About the series
Synopsis: While aquaculture is often described as one of the fastest growing food production systems in the world, progress is often non-linear and complex when we focus on any particular location. This type of place-based perspective on aquaculture can be helpful in understanding other complex social-ecological-economic systems. Maine leads the country in marine aquaculture production by value but only engages a small proportion of its 5,600 km of tidal shoreline in this activity. Our group works with the seaweed, shellfish, and finfish industries in the state to create a more sustainable industry since each production system requires different tools. For example, seaweed processing recently passed the million-pound threshold in Maine for the first time due to interactions between the seaweed industry and the American lobster fleet. One emerging shellfish aquaculture trend with promise is aquacultured sea scallops. Growers in Maine put the first aquacultured sea scallop on the market in 2019 but any new industry requires significant learning by doing and technology transfer, in this case with Japan. Finally, our group is working closely with Recirculating Aquaculture Systems, such as Whole Oceans, Kingfish Maine and Nordic AquaFarms to allow for sustainable use of intake water and a full characterization of the impact on receiving waters. A theme of our work is to take established oceanographic tools such as remote sensing satellite systems and oceanographic buoys to better characterize aquaculture environment interactions. For example, by combining multiple observing platforms, we are identifying new areas for shellfish aquaculture expansion, characterizing important feedbacks that alter carrying capacity, and incorporating climate related factors into future aquaculture growing area projections. In short, I will do my best to present a Maine travelogue through an aquaculture lens.
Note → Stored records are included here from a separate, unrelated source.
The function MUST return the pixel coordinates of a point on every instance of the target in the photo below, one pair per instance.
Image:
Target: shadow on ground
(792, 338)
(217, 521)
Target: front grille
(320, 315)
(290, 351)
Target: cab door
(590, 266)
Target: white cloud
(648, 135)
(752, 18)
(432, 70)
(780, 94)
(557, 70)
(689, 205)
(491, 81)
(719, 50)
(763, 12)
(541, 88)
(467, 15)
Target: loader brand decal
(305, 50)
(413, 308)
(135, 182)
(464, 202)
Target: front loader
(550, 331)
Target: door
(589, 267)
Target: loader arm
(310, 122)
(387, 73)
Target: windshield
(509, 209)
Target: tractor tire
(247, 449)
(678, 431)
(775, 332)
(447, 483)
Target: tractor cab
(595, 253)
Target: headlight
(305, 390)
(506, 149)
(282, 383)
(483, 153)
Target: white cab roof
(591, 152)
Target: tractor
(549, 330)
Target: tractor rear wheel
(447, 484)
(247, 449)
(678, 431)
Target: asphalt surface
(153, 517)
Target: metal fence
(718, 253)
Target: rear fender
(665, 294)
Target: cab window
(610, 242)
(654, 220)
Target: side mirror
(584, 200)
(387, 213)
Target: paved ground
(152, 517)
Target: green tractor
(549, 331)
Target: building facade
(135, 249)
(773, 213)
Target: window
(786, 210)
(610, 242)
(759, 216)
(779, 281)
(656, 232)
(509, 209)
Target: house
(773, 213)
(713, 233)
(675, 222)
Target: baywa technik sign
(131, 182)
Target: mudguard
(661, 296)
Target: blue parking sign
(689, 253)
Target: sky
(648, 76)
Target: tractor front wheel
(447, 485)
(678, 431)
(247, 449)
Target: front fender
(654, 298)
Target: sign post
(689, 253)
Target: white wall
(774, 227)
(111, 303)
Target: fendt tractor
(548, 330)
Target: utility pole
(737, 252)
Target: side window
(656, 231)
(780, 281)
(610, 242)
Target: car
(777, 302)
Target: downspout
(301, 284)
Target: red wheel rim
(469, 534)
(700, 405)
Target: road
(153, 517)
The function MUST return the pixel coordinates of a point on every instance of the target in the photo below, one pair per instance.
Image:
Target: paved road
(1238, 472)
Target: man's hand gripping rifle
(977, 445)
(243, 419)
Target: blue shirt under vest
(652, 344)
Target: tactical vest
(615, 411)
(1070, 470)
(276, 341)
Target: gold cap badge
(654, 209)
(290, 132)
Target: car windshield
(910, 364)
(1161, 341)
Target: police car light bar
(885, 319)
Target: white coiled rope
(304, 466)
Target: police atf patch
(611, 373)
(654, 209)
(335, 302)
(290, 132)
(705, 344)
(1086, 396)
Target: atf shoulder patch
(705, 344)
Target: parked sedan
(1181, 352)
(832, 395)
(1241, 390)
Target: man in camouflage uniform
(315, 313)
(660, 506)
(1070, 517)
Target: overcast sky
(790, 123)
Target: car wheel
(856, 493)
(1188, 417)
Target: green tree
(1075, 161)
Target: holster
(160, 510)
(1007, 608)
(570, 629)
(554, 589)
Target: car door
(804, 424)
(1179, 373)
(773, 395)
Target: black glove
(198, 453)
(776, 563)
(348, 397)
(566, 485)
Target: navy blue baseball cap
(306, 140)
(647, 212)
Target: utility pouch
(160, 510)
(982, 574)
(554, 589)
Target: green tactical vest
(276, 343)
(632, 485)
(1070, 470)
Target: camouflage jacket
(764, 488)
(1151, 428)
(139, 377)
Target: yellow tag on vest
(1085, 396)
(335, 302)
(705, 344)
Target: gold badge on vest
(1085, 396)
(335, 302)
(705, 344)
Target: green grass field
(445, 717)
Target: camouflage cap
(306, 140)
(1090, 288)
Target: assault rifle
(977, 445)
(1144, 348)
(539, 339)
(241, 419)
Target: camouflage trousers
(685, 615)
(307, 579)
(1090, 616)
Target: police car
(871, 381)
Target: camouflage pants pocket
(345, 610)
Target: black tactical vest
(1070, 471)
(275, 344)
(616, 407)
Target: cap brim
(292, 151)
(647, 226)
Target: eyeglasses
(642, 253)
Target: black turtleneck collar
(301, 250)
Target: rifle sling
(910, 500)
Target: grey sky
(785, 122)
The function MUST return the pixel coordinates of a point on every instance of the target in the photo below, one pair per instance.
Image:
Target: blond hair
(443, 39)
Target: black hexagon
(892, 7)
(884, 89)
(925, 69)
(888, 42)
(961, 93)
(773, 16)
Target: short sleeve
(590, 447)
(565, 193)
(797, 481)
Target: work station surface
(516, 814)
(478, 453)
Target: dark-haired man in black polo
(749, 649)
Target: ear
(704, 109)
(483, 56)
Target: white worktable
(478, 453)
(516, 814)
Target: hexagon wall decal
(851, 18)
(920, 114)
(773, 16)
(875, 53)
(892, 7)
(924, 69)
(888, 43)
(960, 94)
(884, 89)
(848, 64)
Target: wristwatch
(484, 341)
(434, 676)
About the Speaker: Dr. Damian C Brady is the Agatha B. Darling Professor of Oceanography at the University of Maine's Darling Marine Center and was hired during NSF's largest investment in aquaculture science to date: EPSCOR's Sustainable Ecological Aquaculture Network (SEANET). Dr. Brady received his PhD from the University of Delaware in 2008 studying interactions between juvenile estuary-dependent fishes and hypoxia. When he arrived in Maine, he discovered that many of the water quality problems that affect the US East Coast were not present in Maine. Therefore, he shifted focus to include aquaculture, offshore wind, and fisheries through the same lens as his hypoxia work. Specifically, how can we link oceanographic conditions to specific outcomes for marine organisms. Dr. Brady's group applies oceanographic tools to applied marine systems as diverse as floating offshore wind, the American lobster fishery and North Atlantic right whale interactions, and recirculating aquaculture systems.